How has NCLB changed the way my school operates? I suppose I could give a pat answer that details the effects of increased accountability, federal standards, AYP, and all of that, but in reality, I’m not at a place to answer this question. I was in middle school when the bill was passed, so asking me in 2010 how a nearly decade-old policy affects a school I have worked for since last year assumes more than I am able to provide. Naturally, I see how concerned everyone is with the ripple effects of this legislation, but since I really have no other frame of reference (since standardized testing, the TAAS, was already in place when I moved to Texas in 1994) it is essentially impossible for me to fully answer this question, clearly posed by those of much more experience and tenure and with little regard for those of us in similar situations as me.
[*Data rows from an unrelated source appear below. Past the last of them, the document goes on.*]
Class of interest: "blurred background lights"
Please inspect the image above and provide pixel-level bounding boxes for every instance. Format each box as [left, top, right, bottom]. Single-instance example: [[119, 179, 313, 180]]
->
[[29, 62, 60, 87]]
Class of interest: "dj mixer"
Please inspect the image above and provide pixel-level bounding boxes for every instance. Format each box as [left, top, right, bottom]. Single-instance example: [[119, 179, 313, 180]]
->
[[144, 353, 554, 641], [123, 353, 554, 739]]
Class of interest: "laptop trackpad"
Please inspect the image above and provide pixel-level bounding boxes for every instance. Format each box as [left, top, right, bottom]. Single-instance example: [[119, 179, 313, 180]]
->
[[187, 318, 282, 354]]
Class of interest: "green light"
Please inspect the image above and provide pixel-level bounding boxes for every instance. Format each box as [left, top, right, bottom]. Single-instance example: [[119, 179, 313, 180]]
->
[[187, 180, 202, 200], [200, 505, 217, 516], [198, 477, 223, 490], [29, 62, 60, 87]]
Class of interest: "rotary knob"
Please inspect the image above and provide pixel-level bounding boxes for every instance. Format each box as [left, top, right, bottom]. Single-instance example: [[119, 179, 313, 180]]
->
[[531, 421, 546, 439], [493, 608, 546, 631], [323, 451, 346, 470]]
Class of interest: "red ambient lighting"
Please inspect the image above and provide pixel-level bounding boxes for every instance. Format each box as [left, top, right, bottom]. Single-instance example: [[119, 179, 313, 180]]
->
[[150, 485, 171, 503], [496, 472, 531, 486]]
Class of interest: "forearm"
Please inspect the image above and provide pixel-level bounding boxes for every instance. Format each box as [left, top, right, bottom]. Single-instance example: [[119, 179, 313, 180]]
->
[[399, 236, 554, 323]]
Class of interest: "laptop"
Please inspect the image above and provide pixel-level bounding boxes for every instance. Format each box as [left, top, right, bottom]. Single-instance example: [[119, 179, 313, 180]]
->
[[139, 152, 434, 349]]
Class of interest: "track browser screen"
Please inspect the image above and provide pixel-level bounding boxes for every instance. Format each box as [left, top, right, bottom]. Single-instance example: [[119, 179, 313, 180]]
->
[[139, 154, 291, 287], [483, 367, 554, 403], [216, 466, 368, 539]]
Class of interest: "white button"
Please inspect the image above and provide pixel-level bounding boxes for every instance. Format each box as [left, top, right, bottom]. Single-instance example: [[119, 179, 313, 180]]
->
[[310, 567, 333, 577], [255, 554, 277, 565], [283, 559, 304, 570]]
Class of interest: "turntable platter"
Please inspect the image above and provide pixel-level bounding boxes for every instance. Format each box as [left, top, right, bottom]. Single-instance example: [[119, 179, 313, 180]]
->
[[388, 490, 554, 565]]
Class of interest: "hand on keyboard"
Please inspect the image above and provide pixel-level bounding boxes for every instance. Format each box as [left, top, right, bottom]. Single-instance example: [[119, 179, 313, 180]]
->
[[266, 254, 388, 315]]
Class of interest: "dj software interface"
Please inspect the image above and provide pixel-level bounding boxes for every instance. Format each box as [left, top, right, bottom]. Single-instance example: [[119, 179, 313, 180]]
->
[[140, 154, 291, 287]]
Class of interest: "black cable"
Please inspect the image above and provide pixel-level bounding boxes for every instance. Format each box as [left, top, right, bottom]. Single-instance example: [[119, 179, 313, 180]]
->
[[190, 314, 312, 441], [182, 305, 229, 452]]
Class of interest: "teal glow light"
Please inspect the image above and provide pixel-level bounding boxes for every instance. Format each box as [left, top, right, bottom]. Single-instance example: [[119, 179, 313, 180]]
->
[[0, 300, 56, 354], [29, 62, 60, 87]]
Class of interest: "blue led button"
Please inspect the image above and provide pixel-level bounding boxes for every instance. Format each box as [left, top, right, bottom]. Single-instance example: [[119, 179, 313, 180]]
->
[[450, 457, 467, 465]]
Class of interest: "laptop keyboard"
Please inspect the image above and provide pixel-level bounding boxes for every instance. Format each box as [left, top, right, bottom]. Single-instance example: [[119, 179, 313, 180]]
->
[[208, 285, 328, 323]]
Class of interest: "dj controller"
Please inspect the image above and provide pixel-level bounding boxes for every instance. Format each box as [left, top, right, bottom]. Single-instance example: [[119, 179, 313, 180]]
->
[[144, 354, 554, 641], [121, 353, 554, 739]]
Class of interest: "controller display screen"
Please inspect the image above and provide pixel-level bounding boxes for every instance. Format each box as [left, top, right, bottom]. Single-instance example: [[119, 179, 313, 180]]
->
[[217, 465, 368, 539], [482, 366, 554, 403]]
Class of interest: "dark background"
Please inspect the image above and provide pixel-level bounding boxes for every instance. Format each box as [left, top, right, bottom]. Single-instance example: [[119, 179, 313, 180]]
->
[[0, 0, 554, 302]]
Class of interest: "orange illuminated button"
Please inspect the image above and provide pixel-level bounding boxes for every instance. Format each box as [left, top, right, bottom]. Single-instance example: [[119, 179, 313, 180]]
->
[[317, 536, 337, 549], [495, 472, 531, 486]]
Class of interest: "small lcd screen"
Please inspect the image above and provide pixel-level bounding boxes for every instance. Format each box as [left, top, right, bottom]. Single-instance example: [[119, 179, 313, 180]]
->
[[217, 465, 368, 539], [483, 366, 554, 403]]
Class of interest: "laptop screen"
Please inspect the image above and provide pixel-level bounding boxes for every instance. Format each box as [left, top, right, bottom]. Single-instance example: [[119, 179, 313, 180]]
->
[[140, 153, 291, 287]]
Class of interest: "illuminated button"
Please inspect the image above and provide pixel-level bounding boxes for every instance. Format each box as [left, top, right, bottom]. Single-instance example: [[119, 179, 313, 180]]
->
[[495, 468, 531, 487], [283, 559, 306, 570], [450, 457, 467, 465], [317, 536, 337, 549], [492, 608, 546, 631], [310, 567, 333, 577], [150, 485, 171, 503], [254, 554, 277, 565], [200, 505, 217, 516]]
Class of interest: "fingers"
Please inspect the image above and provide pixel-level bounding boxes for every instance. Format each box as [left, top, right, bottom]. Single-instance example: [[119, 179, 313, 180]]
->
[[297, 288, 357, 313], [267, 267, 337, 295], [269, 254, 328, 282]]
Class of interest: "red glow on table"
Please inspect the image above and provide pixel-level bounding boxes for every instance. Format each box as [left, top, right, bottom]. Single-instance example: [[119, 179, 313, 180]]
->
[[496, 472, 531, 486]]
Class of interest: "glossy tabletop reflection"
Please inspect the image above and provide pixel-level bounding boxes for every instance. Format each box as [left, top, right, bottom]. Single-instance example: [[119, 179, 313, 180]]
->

Some of the effects of NCLB that I see (again, keeping in mind I have no point of reference) are: endless meetings about data disaggregation, demographics, and sub populations while teachers are asked to not only be good educators, but good administrators, dealing with arduous paperwork and excessive amounts of administrative tasks that are of no direct correlation to the instruction of students. However, when the government says “jump,” you jump. Rather, you ask “how high?” The most common attitude I run across is that No Child Left Behind is, in reality, leaving more children behind than if the legislation had not been passed to begin with. This is not to say that standards and accountability are bad things; quite the contrary in fact. But the implementation and methodology in which accountability is leveraged is a primer in what not to do unless you are dually prepared for a massive influx of students who have been passed along from grade to grade without true mastery, all the while blaming each teacher from the year prior while not holding the child accountable.